Well, if you’re feeling depressed, science suggests facing those emotions and listening to some sappy song you can relate to. Or maybe hit the gym, because working out releases dopamine, which, again, makes you feel good—so play some pump up music! For that, science says to go for the up-beat pop songs or fast rap songs. That’s because pop songs and rap songs usually have a steady tempo and empowering lyrics—unlike rock, which has constant tempo changes and tend to have darker lyrics.
Also, if you’re a terrible cook, like I am, listen to jazz while you eat, because it makes everything taste better! If you don’t like jazz, then I guess you just have to learn how to cook or order takeout.
Here’s the part that most people struggle with—sleeping. Bedtime is something we’ve fought since childhood. We tell ourselves we’re going to be responsible and go to bed early, but then we get stuck watching YouTube tutorials on how to make sparkle chocolate chicken explosion layered pot pie, even though we just discussed you can’t cook—the struggle is real.
What can infiltrate your ears to help lull you to sleep?
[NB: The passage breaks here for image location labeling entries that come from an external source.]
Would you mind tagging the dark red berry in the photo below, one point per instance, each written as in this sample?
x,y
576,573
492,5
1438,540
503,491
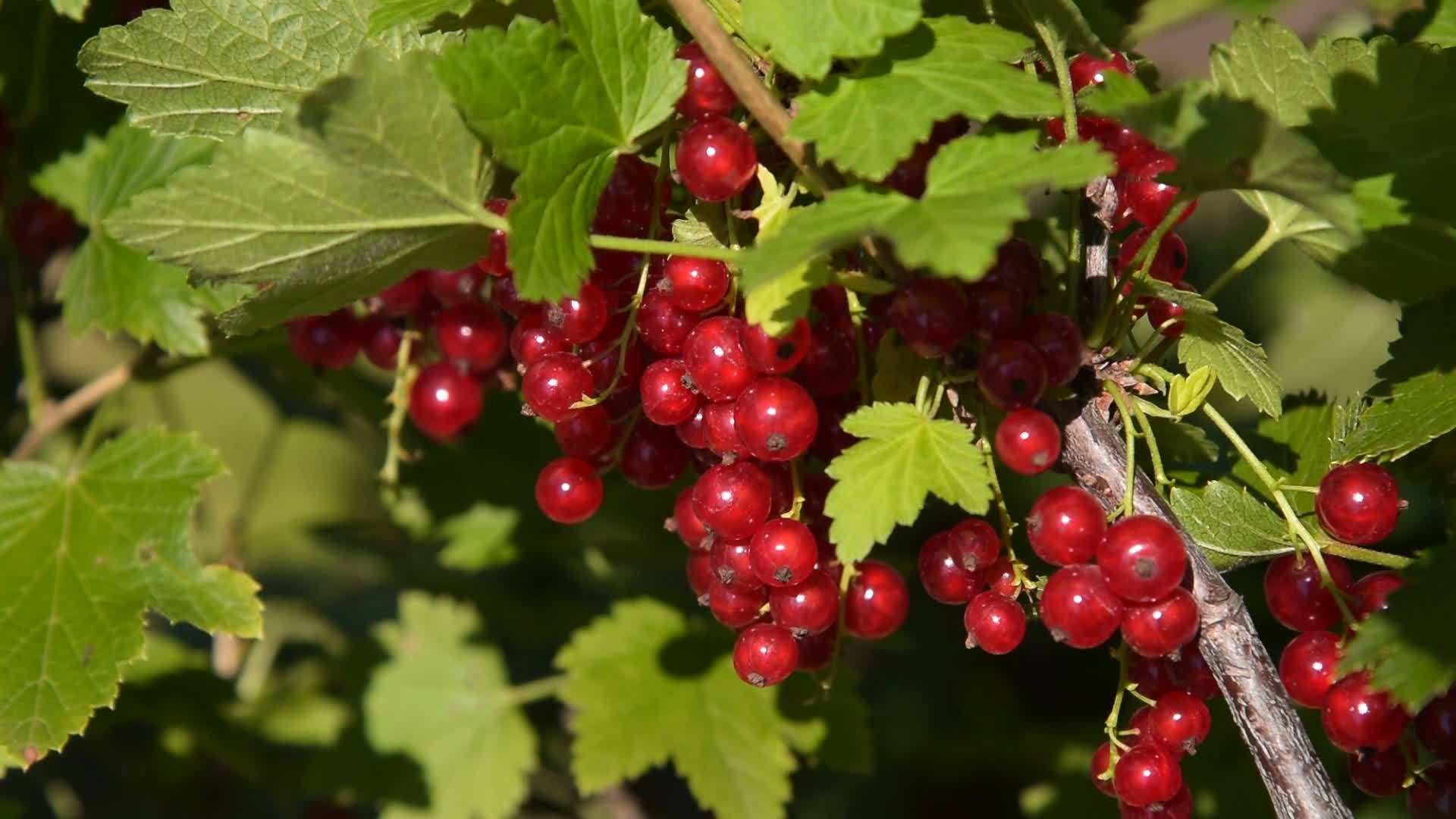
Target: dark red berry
x,y
877,601
1078,607
568,490
764,654
1359,503
1028,442
1066,526
715,159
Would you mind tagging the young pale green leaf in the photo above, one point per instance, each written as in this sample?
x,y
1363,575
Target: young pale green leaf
x,y
884,480
648,689
86,553
479,538
558,104
1232,526
946,66
807,37
446,703
384,178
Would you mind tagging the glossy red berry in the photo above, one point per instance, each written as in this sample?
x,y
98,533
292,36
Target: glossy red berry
x,y
1142,558
877,601
568,490
1078,608
695,284
1359,503
1296,596
1357,716
715,159
1066,526
764,654
993,623
1028,442
554,382
715,359
1147,774
733,499
1011,375
775,354
1308,668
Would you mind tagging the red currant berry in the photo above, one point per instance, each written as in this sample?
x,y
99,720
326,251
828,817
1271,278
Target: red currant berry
x,y
808,608
554,382
1011,375
877,601
1066,526
1078,607
777,354
715,159
946,580
993,623
1359,503
1028,442
1294,595
1308,668
715,359
733,499
764,654
568,490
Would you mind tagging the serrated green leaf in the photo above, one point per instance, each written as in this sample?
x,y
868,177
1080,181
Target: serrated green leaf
x,y
560,111
85,554
973,196
1242,368
479,538
446,703
886,479
807,37
648,689
386,178
873,118
1232,526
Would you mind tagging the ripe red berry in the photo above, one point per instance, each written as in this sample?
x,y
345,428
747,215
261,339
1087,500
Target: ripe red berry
x,y
554,382
1359,503
568,490
1078,608
1294,595
764,654
877,601
1357,716
1011,375
1142,558
1147,774
1065,526
1028,442
733,499
443,400
715,158
995,623
1308,668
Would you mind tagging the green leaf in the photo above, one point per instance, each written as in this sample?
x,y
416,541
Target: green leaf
x,y
884,480
648,689
479,538
447,704
807,37
215,69
558,104
86,553
974,194
873,118
1232,526
1408,646
389,178
1242,368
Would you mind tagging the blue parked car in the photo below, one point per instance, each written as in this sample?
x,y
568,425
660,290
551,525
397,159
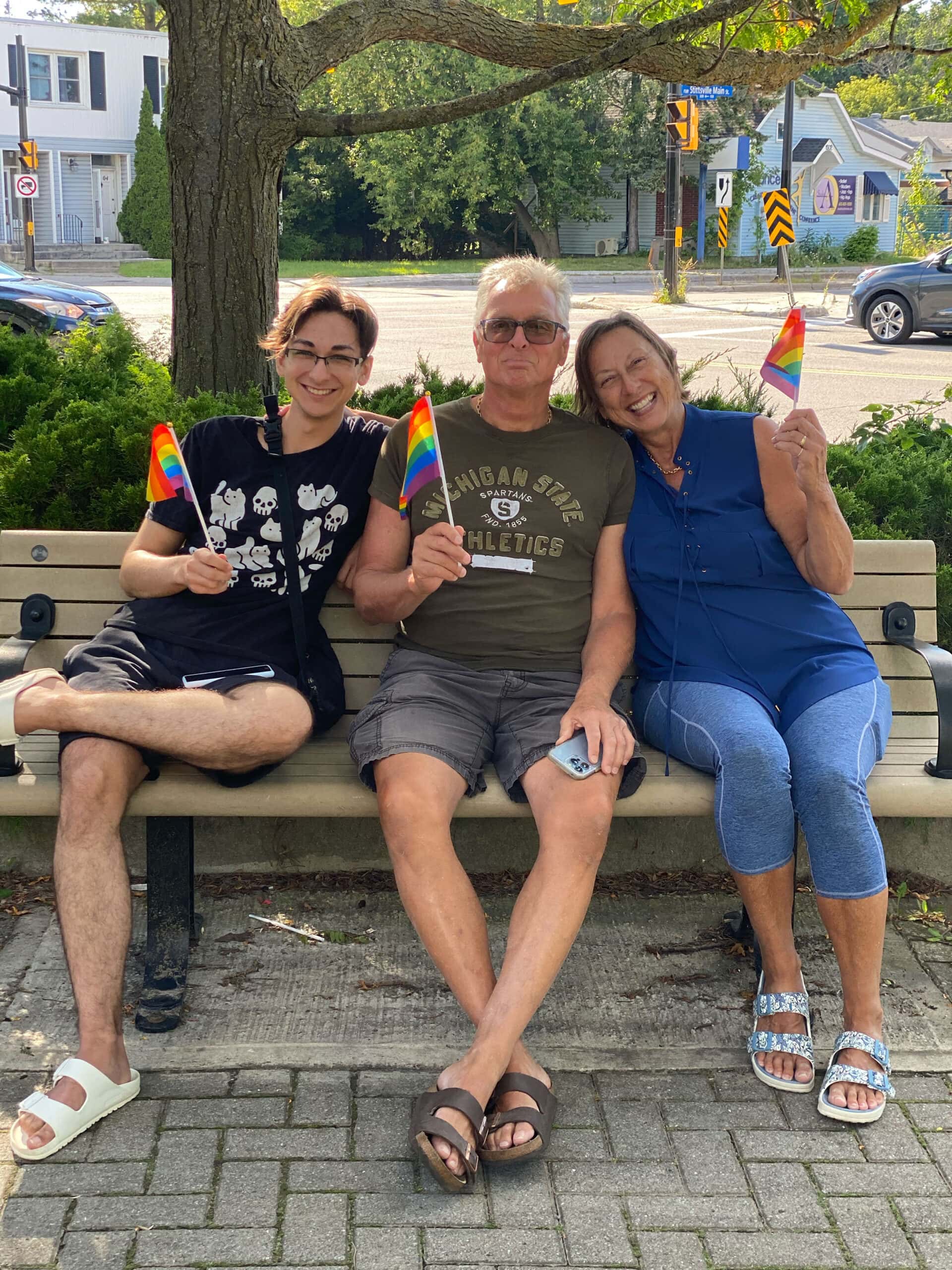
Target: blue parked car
x,y
30,303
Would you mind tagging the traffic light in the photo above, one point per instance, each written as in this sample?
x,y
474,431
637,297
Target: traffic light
x,y
683,123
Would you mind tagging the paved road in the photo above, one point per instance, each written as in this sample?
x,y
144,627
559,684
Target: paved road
x,y
844,370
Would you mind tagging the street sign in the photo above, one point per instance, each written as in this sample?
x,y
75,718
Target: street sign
x,y
708,92
722,228
27,186
780,221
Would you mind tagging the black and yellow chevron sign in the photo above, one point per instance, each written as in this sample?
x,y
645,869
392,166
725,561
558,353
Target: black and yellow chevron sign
x,y
780,220
722,226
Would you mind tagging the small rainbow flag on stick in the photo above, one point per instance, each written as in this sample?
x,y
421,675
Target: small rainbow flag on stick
x,y
424,461
168,473
785,361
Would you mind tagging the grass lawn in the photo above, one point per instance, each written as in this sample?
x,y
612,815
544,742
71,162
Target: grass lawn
x,y
393,268
469,264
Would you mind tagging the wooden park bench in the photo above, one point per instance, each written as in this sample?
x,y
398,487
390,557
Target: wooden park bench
x,y
56,590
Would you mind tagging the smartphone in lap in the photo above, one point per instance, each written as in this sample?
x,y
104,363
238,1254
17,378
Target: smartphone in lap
x,y
573,758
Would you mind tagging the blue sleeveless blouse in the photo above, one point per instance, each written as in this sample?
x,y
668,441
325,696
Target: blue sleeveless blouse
x,y
720,599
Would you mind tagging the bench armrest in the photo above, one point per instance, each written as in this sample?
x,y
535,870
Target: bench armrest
x,y
899,628
37,619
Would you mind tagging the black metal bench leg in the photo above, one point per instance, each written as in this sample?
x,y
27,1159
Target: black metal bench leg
x,y
171,898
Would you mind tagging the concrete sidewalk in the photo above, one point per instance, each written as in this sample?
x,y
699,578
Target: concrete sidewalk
x,y
272,1127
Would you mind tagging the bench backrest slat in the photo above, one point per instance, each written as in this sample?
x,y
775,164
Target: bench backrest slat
x,y
80,572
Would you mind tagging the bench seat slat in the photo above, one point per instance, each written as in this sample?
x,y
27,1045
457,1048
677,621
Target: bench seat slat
x,y
315,786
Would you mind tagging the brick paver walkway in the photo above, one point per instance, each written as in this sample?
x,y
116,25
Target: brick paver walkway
x,y
686,1171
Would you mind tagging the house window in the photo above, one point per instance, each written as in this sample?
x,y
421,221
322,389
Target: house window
x,y
55,78
67,76
41,83
876,209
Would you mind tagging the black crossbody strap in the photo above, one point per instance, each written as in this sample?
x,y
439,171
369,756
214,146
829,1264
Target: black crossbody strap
x,y
289,547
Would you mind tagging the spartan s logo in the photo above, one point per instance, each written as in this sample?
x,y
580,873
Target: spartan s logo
x,y
506,508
Well, there has been lots of science on this. Last year, BTRtoday even got to chat with Max Richter, the creator of “Sleep,” an eight-hour lullaby to help you sleep. He worked with a neuroscientist to help create a song to not only lull the listener to sleep, but to also give them a great night’s rest. He performed the entire thing with a band live on BBC where the audience laid in beds.
Richters’s lullaby should help you to sleep, but overall, scientists suggest just playing something slow and soothing to help you settle down. If you’ve got some serious sleeping issues, some studies have found that traditional Eastern and Western music improves the quality of sleep in insomnia patients.
Well, there ya go! According to science, when you wake up, pump up some bass-heavy rock’n’roll; when you’re going through that mid-day slump, check out a new artist or listen to some Mozart; if you wanna cry, just let it all out and listen to some bluesy sad musicians; if you wanna workout, then get into the up-beat pop sounds or fast rap songs; if you want to think you or your partner cooks well, put on some jazz at dinner time; and if you want to attempt a good night’s rest, throw on something slow and soothing.